West Midlands FRS fleet manager Chris Beebee says that explains the requirement for robustly designed vehicles, but also more aggressive maintenance regimes, to ensure that these expensive and critical machines are in proper working order whenever called upon. That, in turn, he says, means seriously skilled and competent technicians – and, given the range of on-board equipment, also with wider skill sets than usual.

"That's why the fire service is at the forefront of taking on irtec licensing," says Beebee. "All our technicians go through the irtec courses and attend yearly reviews. We also bring in VOSA to carry out inspections and run through revisionary training to help maintain our standards. All our technicians are trained and examined to the CFOA requirements."

And he adds that, beyond the standard vehicle mechanics and electronics, they are also expected to be fully up to speed on the appliances' pumps, hydraulics, pneumatics, cutting equipment, ladders and the rest.

Integral retarder makes handling water tankers a breeze
Clare County Fire & Rescue Service, in Ireland, is reporting success with Allison transmissions specified on its water tankers for their integrated retarders. Al Meaney, Clare County's maintenance supervisor, says there are five Allison-equipped water tankers on the fleet – four Hino 500 Series trucks acquired in 2009 and 2010, and a Hino FS 6x4 purchased in 1992. He also reports that, of a total of 24 vehicles on the fleet, 14 have Allison transmissions.

Meaney makes the point that in the countryside, there are very few water hydrants: hence the tankers, which carry 2,000 gallons of water each and escort fire tenders to incidents. "The transmission is crucial in ensuring that the 18-tonne tanker arrives immediately behind its 11-tonne fire-fighting counterpart," he says.

"An important feature of the Allison transmission is the integrated retarder, which makes braking under so much weight much easier." And he adds that narrow, hilly country roads are far easier to negotiate, with the full power-shifting auto box – thanks to its torque converter and constant mesh planetary gearing.

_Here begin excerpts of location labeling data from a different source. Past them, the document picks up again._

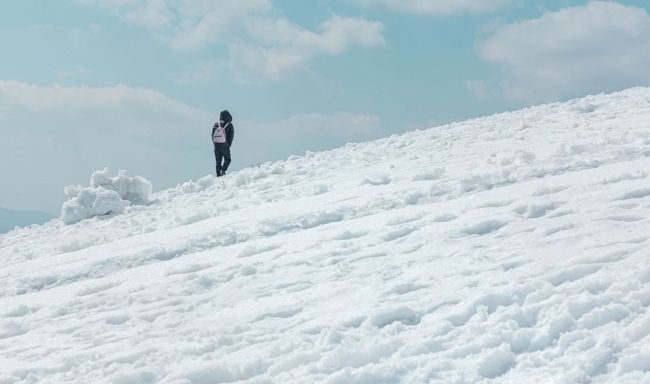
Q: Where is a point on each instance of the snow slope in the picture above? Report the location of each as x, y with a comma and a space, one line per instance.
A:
9, 219
507, 249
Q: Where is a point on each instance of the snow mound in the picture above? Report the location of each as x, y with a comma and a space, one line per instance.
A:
506, 249
105, 196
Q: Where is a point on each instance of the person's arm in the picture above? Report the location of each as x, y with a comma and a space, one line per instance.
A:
231, 135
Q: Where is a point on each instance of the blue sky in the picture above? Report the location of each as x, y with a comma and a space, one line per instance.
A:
136, 84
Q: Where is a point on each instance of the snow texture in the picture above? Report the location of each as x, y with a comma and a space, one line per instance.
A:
105, 196
506, 249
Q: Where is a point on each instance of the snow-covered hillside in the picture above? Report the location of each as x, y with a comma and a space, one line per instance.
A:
508, 249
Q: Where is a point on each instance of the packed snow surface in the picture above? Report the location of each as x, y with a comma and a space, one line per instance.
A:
507, 249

Beyond the transmission though, Meaney says that key features of this brigade's water tankers revolve around the pumping equipment. He cites, for example, an inflatable pool carried by each tanker, which it fills from the tank at the incident while tending to the fire. This allows fire fighters to continue extinguishing the fire while the tanker leaves to extract water from the nearest source.

A water unit on the roof can also be directed remotely from inside the truck's cab to spray forest fires as the truck drives along adjacent roads. And a further pump located under the front bumper has been configured to spray a mix of water and foam to break up oil spills at road traffic accidents.